Nesta semana, a insatisfação com a conduta de Ernesto à frente do Itamaraty ficou clara nas participações do ministro em sessões na Câmara e no Senado. O chanceler foi criticado e recebeu pouco apoio de aliados do presidente. Auxiliares de Bolsonaro dizem que a forma escolhida para pressionar pela troca de Ernesto foi agressiva e, na opinião deles, deve fazer o processo demorar mais.
Ainda segundo auxiliares, o presidente se irritou com o tom das críticas e em especial com declarações de Lira, que, na quarta-feira (24), chegou a falar de “remédios amargos” e “fatais” do Parlamento caso não exista, do outro lado, a “flexibilidade de ceder”.
Pacheco falou ainda sobre Filipe Martins, assessor para assuntos internacionais da Presidência, flagrado fazendo gesto obsceno e racista durante sessão do Senado em que acompanhava Ernesto. Martins, que se apresenta nas redes sociais como professor de política internacional e analista político, fazia um gesto que pode ser lido como “ok”, mas também como “vai tomar no c.”, especialmente no Brasil.
O gesto, no entanto, tem outra conotação para grupos de extrema direita dos Estados Unidos e foi classificado como “expressão da supremacia branca” pela Liga Antidifamação (ADL, na sigla em inglês), organização que monitora crimes de ódio naquele país. Os três dedos esticados simbolizam a letra “w”, que seria uma referência à palavra em inglês “white” (branco). Já o círculo formado representa a letra “p”, para a palavra “power” (poder). Ou seja, o símbolo é apontado como símbolo de “poder branco”.
“Conversamos a respeito disso muito rapidamente. Eu informei ao presidente da República que isso é objeto de um procedimento de apuração e de investigação no âmbito da Polícia Legislativa do Senado, que terá suas conclusões”, afirmou Pacheco. “E as consequências jurídicas deste fato serão obviamente existentes, serão apuradas, e as providências, tomadas.”
Pacheco reiterou que o Senado repudia qualquer “tipo de manifestação racista, de ato obsceno, gesto obsceno” e qualquer tipo de brincadeira de mau gosto, “caso tenha sido essa a intenção”. “Seja qual for a intenção, foi um comportamento completamente inapropriado”, disse.
Segundo o presidente do Senado, a polícia vai apurar o fato, a materialidade e a autoria, sugerir a tipicidade e encaminhar ao Ministério Público e ao Judiciário para que sejam tomadas providências.

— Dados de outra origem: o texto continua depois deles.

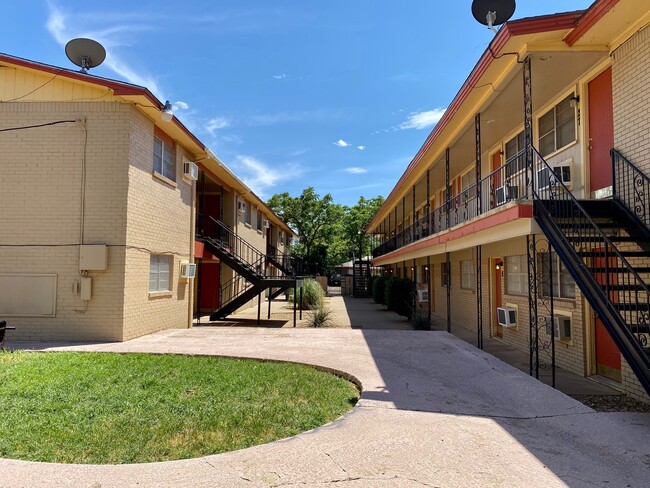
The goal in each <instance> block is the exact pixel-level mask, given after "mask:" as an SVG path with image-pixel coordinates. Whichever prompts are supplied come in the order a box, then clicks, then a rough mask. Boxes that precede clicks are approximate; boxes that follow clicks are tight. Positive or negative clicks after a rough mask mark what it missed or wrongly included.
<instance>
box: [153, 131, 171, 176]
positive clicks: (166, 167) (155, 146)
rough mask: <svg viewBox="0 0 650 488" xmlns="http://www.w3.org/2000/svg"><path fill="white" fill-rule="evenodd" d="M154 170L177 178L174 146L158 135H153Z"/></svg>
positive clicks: (153, 165)
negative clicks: (174, 154)
mask: <svg viewBox="0 0 650 488" xmlns="http://www.w3.org/2000/svg"><path fill="white" fill-rule="evenodd" d="M153 170H154V171H155V172H157V173H160V174H161V175H163V176H164V177H165V178H169V179H170V180H172V181H173V180H175V179H176V178H175V177H176V167H175V165H174V146H173V145H172V144H170V143H169V142H167V141H163V140H162V139H161V138H159V137H158V136H153Z"/></svg>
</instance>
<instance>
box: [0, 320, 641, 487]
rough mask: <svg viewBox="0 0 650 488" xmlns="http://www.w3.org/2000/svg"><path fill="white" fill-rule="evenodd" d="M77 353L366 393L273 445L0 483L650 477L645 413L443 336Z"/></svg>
mask: <svg viewBox="0 0 650 488" xmlns="http://www.w3.org/2000/svg"><path fill="white" fill-rule="evenodd" d="M62 349H69V348H67V347H63V348H62ZM75 349H84V350H102V351H119V352H131V351H141V352H144V351H147V352H157V353H170V352H174V353H190V354H219V355H228V356H240V357H256V358H272V359H282V360H289V361H299V362H304V363H309V364H315V365H319V366H324V367H327V368H332V369H336V370H340V371H344V372H346V373H348V374H351V375H353V376H354V377H355V378H357V379H358V380H359V381H360V382H361V384H362V385H363V394H362V397H361V401H360V402H359V403H358V405H357V407H355V408H354V409H353V410H352V411H351V412H350V413H348V414H347V415H345V416H344V417H342V418H341V419H339V420H337V421H335V422H333V423H331V424H328V425H325V426H323V427H321V428H319V429H316V430H314V431H310V432H306V433H303V434H300V435H298V436H296V437H293V438H289V439H286V440H282V441H278V442H275V443H271V444H266V445H262V446H257V447H253V448H249V449H244V450H241V451H236V452H232V453H226V454H220V455H215V456H208V457H205V458H199V459H193V460H187V461H176V462H167V463H152V464H143V465H121V466H79V465H54V464H42V463H30V462H21V461H13V460H0V486H2V487H4V486H29V487H32V486H45V485H48V486H75V487H83V486H85V487H90V486H92V487H95V488H98V487H112V486H120V487H122V486H211V487H212V486H219V487H222V486H223V487H229V486H233V487H234V486H245V487H256V486H322V485H330V484H331V485H337V486H338V485H345V486H351V487H394V486H404V487H411V486H413V487H421V486H439V487H456V486H458V487H485V486H499V487H507V486H517V487H538V486H539V487H554V486H572V487H573V486H608V487H619V486H620V487H629V486H632V487H637V486H638V487H645V486H650V415H647V414H606V413H595V412H594V411H592V410H591V409H589V408H587V407H585V406H583V405H582V404H580V403H578V402H576V401H574V400H572V399H571V398H569V397H567V396H565V395H563V394H562V393H560V392H558V391H556V390H553V389H551V388H550V387H547V386H545V385H543V384H542V383H539V382H537V381H535V380H533V379H532V378H530V377H528V376H527V375H525V374H524V373H521V372H520V371H518V370H516V369H515V368H513V367H511V366H508V365H507V364H505V363H503V362H501V361H499V360H498V359H495V358H494V357H492V356H490V355H487V354H485V353H483V352H482V351H479V350H478V349H476V348H474V347H472V346H470V345H468V344H467V343H465V342H463V341H461V340H459V339H457V338H455V337H453V336H451V335H449V334H447V333H446V332H426V331H406V330H396V331H392V330H359V329H258V328H227V329H226V328H195V329H190V330H171V331H164V332H161V333H157V334H153V335H150V336H147V337H143V338H140V339H136V340H133V341H129V342H127V343H122V344H108V345H106V344H104V345H92V346H77V347H75Z"/></svg>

Discípulo de Olavo de Carvalho, Martins é um expoente da ala ideológica do governo e considerado um dos arquitetos da política externa conduzida por Ernesto. Ele acompanha Bolsonaro em praticamente todas as agendas envolvendo autoridades estrangeiras e defendeu a orientação dada pelo chanceler no Itamaraty, incluída a política de antagonismo com a China.

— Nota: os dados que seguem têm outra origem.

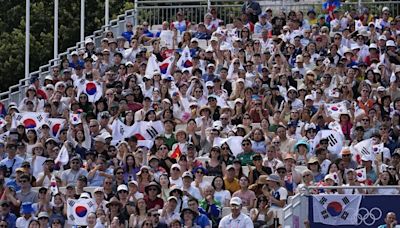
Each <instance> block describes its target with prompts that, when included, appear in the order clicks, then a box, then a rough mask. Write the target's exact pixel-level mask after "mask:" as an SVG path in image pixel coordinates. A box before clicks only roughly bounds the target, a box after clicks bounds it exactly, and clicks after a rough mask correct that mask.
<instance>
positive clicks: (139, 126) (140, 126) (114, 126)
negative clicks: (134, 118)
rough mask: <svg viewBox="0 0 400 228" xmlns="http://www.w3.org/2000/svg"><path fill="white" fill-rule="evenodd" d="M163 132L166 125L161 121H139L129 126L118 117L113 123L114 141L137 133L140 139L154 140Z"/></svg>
mask: <svg viewBox="0 0 400 228" xmlns="http://www.w3.org/2000/svg"><path fill="white" fill-rule="evenodd" d="M163 133H164V125H163V123H162V122H161V121H139V122H136V123H135V124H133V125H132V126H127V125H125V124H124V123H123V122H122V121H121V120H119V119H118V120H116V121H114V123H113V124H112V136H113V143H117V142H119V141H121V140H123V139H124V138H128V137H130V136H132V135H135V136H136V137H137V138H138V140H152V139H154V138H155V137H156V136H157V135H159V134H163Z"/></svg>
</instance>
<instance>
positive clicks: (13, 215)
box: [0, 213, 17, 228]
mask: <svg viewBox="0 0 400 228" xmlns="http://www.w3.org/2000/svg"><path fill="white" fill-rule="evenodd" d="M0 218H1V219H2V220H5V221H6V222H7V224H8V227H10V228H14V227H15V223H16V222H17V216H15V215H14V214H13V213H8V214H7V215H6V216H4V217H3V216H0Z"/></svg>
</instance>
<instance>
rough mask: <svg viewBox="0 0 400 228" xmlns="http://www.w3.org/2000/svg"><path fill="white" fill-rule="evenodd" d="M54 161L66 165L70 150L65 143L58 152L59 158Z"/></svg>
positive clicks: (67, 161) (68, 156)
mask: <svg viewBox="0 0 400 228" xmlns="http://www.w3.org/2000/svg"><path fill="white" fill-rule="evenodd" d="M54 162H55V163H56V164H57V163H60V164H62V165H66V164H68V162H69V154H68V150H67V147H65V145H63V146H62V147H61V149H60V151H59V152H58V155H57V158H56V160H54Z"/></svg>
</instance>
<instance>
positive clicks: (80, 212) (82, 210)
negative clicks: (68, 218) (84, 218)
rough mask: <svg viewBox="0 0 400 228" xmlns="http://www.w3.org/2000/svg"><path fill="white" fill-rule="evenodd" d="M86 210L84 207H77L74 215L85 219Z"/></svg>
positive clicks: (87, 211)
mask: <svg viewBox="0 0 400 228" xmlns="http://www.w3.org/2000/svg"><path fill="white" fill-rule="evenodd" d="M87 212H88V211H87V208H86V207H84V206H77V207H76V208H75V214H76V215H78V216H79V217H81V218H82V217H85V216H86V214H87Z"/></svg>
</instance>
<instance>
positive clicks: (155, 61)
mask: <svg viewBox="0 0 400 228" xmlns="http://www.w3.org/2000/svg"><path fill="white" fill-rule="evenodd" d="M155 72H160V67H159V66H158V62H157V57H156V56H155V55H154V54H151V56H150V57H149V60H148V61H147V66H146V73H145V74H146V75H148V76H150V77H153V74H154V73H155Z"/></svg>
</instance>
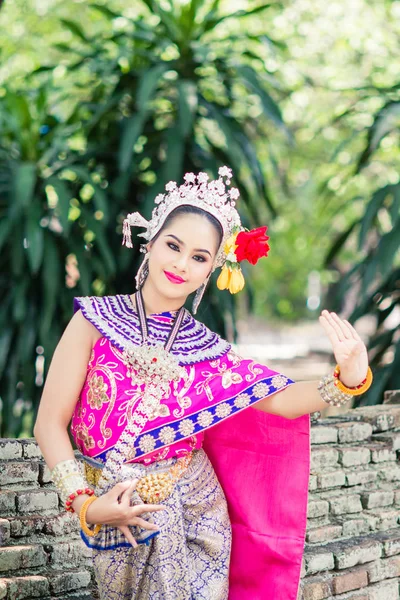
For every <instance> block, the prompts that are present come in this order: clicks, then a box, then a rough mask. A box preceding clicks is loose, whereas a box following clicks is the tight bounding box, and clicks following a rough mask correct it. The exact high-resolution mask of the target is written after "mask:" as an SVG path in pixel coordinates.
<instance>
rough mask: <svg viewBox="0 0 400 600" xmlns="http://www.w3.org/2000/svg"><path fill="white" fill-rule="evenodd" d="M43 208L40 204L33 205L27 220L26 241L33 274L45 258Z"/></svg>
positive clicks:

De acordo com dois auxiliares do Planalto, Bolsonaro tem sondado Pacheco para saber se a saída de Martins do núcleo de influência da Presidência diminuiria a pressão pela demissão de Ernesto.
A estratégia, segundo um desses assessores, seria ressaltar o papel de Martins em decisões da política externa para demonstrar que, com a saída dele, Ernesto, um diplomata de carreira, estaria livre para conduzir questões internacionais de forma mais tradicional, menos ideológica, fazendo mudanças na postura em relação à China, ao governo do americano Joe Biden e às pautas do 5G e ambiental.
Martins, no entanto, não seria abandonado por Bolsonaro. Não está definido para onde ele iria, mas a ideia é alocá-lo em um cargo que não dependa de aprovação do Senado. No Planalto, citam como possibilidades entidades ligadas ao Itamaraty, como o IPRI (Instituto de Pesquisa de Relações Internacionais) ou a Funag (Fundação Alexandre de Gusmão), um escritório da Apex (Agência Brasileira de Promoção de Exportações e Investimentos) no Brasil ou no exterior, bem como um posto no BID (Banco Interamericano de Desenvolvimento), nos Estados Unidos.
Os cargos no IPRI e na Funag, porém, são de carreira, e o Itamaraty tem regras que praticamente inviabilizam indicações externas. Ernesto poderia tentar brechas para garantir a nomeação, mas sua situação política é considerada frágil no ministério para tentar uma manobra dessas.